Gribbin only entertains the possibility of ‘life as we know it’ and therefore the presence of water is essential. Fortunately for us, Jupiter is of the right size and in the right place to have sent water-rich asteroids and icy comets crashing to Earth early in its history. In yet another piece of luck, the Earth acquired a relatively large moon. Others have covered before much of what Gribbin describes about the Moon’s essential role in the development of life on Earth, but he does so in an easily accessible style befitting the author of more than 100 books. He explains how the fledgling Earth was formed close to Theia, another proto-planet the size of Mars, and that when the two collided the surface of the Earth turned into magma as it swallowed up Theia’s core.

The vast quantities of debris ejected into space as the result of these worlds colliding eventually formed the Moon. The collision tilted the Earth on its axis and set it spinning much faster than it does today. The Moon has acted as a stabilising influence ever since and continues to shield the Earth from the full effect of Jupiter’s gravity. And our neighbour has certainly prevented cosmic debris from striking the planet, says Gribbin. He argues convincingly that the Moon is the single most important factor in making life on Earth possible.
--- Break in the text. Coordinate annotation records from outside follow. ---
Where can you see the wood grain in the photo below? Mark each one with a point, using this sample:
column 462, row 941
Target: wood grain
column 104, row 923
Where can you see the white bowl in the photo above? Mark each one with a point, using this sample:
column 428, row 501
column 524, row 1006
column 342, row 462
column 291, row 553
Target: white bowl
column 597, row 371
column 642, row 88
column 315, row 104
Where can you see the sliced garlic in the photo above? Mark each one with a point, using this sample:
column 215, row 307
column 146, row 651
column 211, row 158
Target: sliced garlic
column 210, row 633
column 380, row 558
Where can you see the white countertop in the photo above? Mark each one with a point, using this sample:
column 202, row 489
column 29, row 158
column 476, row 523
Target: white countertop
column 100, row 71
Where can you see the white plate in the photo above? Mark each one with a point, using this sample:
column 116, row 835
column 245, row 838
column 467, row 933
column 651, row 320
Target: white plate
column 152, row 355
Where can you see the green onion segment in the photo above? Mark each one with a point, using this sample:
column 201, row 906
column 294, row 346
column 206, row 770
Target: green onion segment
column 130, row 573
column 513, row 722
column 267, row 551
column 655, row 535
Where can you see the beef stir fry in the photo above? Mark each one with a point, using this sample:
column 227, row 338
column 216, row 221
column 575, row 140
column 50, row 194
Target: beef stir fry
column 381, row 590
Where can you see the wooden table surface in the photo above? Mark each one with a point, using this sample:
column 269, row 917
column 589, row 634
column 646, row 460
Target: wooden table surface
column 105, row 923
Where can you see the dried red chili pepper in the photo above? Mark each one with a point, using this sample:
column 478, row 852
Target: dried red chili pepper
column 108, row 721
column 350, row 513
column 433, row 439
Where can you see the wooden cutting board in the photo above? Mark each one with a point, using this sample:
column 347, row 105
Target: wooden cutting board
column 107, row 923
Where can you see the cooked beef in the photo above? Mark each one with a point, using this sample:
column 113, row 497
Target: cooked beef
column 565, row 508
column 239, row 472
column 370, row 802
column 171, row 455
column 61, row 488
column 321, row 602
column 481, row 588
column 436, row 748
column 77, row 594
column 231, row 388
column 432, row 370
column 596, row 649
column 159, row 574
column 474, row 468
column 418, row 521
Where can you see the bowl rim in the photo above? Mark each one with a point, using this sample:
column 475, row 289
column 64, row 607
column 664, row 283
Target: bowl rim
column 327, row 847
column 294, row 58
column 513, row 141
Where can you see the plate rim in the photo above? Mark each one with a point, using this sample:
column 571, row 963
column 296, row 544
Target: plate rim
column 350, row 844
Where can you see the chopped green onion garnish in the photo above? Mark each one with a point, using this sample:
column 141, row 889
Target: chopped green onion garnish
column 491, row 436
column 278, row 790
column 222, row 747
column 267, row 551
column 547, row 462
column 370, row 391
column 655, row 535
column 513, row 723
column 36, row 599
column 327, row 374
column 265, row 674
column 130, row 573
The collision that led to the creation of the Moon resulted in the Earth having a thin crust and, through plate tectonics, the dynamic surface required to sustain the temperature range required for liquid water – and therefore, eventually, us. Otherwise it would probably have become a hot desert like Venus or a frozen world as cold as the Moon.
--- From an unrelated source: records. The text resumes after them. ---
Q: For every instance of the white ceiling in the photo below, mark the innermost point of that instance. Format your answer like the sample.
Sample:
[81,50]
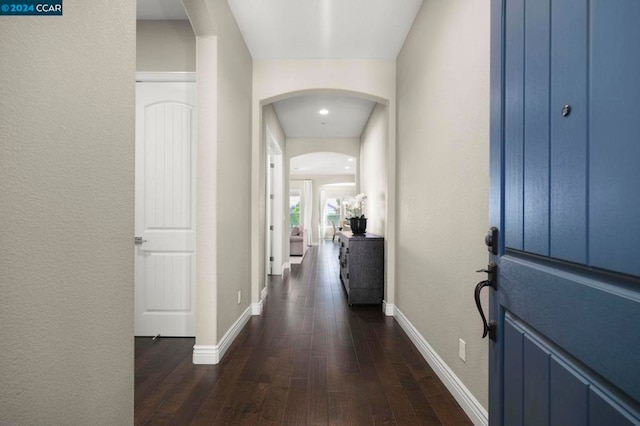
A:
[314,29]
[322,163]
[347,116]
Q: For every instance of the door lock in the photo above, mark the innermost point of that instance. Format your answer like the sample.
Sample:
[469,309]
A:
[491,240]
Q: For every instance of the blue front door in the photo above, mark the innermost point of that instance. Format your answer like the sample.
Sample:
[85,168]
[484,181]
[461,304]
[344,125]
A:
[565,197]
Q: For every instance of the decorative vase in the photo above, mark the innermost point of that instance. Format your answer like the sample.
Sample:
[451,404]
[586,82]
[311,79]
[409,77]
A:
[358,225]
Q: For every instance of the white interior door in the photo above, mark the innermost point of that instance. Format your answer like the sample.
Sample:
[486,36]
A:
[165,209]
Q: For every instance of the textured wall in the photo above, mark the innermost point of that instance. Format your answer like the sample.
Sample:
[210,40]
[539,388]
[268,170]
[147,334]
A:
[374,152]
[443,179]
[168,46]
[234,166]
[66,188]
[272,122]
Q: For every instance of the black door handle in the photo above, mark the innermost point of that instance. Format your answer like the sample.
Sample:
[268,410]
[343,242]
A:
[490,327]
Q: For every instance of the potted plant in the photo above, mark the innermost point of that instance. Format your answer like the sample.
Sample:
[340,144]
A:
[358,222]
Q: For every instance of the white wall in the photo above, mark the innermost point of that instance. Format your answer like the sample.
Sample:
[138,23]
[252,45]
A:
[224,68]
[318,183]
[272,123]
[443,180]
[165,46]
[234,166]
[301,146]
[279,79]
[374,149]
[66,185]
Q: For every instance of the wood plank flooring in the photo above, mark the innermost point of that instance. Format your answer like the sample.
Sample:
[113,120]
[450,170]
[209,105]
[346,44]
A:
[308,360]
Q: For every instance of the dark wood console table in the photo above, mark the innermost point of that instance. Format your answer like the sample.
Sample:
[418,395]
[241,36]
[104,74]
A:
[362,267]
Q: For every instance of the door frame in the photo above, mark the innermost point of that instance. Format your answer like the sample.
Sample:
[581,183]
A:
[496,189]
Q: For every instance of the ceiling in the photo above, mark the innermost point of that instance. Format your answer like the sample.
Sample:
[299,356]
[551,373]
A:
[314,29]
[346,116]
[160,9]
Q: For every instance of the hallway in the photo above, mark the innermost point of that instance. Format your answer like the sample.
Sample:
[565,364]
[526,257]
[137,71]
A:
[309,359]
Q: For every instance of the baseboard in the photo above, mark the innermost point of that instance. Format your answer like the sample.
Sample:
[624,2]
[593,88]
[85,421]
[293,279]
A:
[465,398]
[388,308]
[256,308]
[212,354]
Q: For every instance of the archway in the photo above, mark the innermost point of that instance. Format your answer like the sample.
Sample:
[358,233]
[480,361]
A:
[381,90]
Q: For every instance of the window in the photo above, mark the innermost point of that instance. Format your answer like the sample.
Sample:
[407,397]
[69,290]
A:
[332,212]
[294,209]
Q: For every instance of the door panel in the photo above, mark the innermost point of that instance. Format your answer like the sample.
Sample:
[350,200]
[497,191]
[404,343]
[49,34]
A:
[165,209]
[551,389]
[514,122]
[614,197]
[568,134]
[565,197]
[594,319]
[536,128]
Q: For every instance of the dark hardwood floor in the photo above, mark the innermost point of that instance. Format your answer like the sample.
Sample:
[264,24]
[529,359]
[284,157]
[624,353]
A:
[308,360]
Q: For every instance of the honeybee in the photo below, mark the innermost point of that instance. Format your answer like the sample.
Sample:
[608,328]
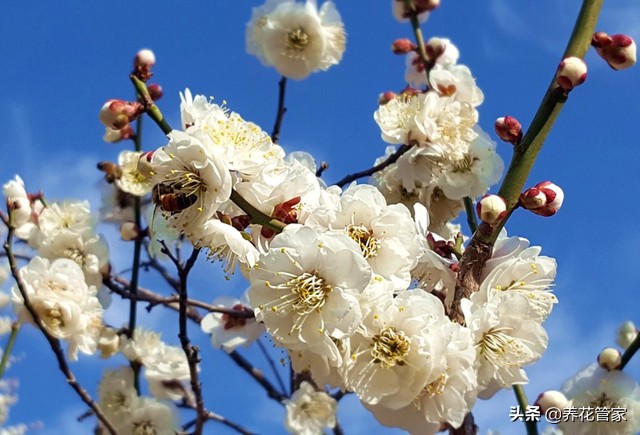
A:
[170,201]
[111,170]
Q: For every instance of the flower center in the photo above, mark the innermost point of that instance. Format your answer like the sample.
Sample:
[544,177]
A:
[369,245]
[144,428]
[500,349]
[436,387]
[310,292]
[390,347]
[603,401]
[297,39]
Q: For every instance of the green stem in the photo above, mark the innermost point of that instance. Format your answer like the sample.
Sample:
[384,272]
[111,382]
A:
[15,327]
[135,268]
[152,110]
[631,350]
[257,217]
[472,221]
[527,151]
[530,425]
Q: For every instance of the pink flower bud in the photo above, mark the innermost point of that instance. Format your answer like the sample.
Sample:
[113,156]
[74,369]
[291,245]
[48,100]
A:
[619,51]
[129,231]
[402,46]
[509,129]
[145,57]
[491,209]
[142,64]
[155,91]
[543,199]
[551,399]
[572,72]
[610,359]
[117,114]
[434,48]
[385,97]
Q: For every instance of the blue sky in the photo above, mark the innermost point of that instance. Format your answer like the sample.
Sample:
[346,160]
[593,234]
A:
[62,60]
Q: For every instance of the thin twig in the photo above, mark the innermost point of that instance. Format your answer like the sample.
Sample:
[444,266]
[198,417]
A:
[53,342]
[379,167]
[323,167]
[521,397]
[282,86]
[220,419]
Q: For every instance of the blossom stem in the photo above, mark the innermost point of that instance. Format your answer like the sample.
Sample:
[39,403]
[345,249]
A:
[521,397]
[135,268]
[630,351]
[53,342]
[527,150]
[417,33]
[524,156]
[257,217]
[282,86]
[472,221]
[152,110]
[15,328]
[379,167]
[191,352]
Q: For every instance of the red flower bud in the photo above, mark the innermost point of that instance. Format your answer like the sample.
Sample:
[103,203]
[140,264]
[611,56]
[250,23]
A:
[509,129]
[572,72]
[544,199]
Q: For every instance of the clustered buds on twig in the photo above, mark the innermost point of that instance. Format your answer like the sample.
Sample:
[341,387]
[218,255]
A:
[543,199]
[142,63]
[117,114]
[572,72]
[491,209]
[418,7]
[509,129]
[619,51]
[551,399]
[403,46]
[610,359]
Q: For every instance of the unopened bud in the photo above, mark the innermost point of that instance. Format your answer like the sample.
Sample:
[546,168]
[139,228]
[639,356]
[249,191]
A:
[142,64]
[619,51]
[109,342]
[434,48]
[551,399]
[543,199]
[626,334]
[385,97]
[409,92]
[491,209]
[117,114]
[572,72]
[402,46]
[509,129]
[610,359]
[129,231]
[144,166]
[145,57]
[155,91]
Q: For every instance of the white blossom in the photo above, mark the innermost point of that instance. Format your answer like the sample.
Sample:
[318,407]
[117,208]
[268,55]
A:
[297,39]
[305,289]
[59,295]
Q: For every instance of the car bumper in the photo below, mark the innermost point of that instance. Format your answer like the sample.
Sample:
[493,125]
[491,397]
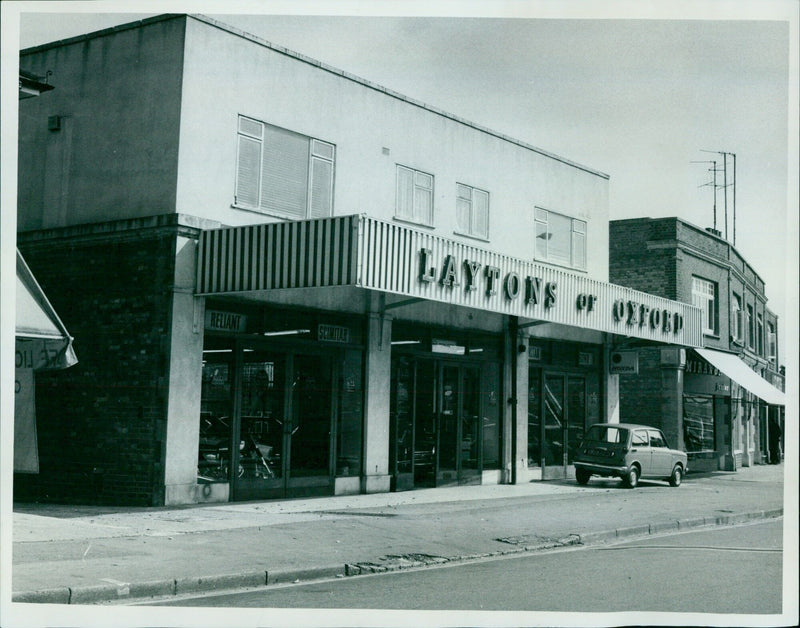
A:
[602,469]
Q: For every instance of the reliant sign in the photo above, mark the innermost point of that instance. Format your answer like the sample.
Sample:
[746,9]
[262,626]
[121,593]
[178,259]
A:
[225,321]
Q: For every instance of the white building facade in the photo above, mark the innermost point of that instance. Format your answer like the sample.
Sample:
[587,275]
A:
[354,291]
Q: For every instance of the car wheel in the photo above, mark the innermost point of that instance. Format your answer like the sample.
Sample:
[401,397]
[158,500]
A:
[677,476]
[632,477]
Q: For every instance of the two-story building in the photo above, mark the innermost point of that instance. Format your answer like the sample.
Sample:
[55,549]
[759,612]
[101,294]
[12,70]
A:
[730,390]
[285,280]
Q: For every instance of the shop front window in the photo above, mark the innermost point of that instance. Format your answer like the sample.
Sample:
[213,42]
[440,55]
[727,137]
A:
[534,419]
[698,423]
[214,457]
[491,415]
[349,430]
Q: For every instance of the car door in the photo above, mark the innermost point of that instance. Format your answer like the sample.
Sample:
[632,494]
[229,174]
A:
[640,450]
[661,456]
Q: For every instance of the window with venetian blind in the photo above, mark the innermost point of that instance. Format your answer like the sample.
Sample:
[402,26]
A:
[472,211]
[414,201]
[560,239]
[283,173]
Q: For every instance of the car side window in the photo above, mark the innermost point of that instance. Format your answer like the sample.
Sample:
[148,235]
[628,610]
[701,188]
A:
[656,439]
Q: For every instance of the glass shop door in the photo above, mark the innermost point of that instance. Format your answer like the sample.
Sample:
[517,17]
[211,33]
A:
[563,424]
[283,425]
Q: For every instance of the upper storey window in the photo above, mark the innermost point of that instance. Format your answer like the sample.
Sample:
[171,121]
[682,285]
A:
[560,239]
[472,211]
[414,196]
[283,173]
[737,318]
[704,296]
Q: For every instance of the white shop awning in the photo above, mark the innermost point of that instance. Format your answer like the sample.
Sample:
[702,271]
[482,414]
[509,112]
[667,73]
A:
[41,336]
[735,368]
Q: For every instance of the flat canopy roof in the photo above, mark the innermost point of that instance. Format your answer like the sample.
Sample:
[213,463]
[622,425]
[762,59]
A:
[735,368]
[392,258]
Life on Earth, argues Gribbin, is the product of such an improbable sequence of chance events that the possibility of finding any other technological civilisation in the galaxy is effectively nil. Yet the fact remains that we are here to ponder the reason for our existence because things are the way they are, because they were the way they were. Elsewhere they could have been different, leading to life, but not as we know it.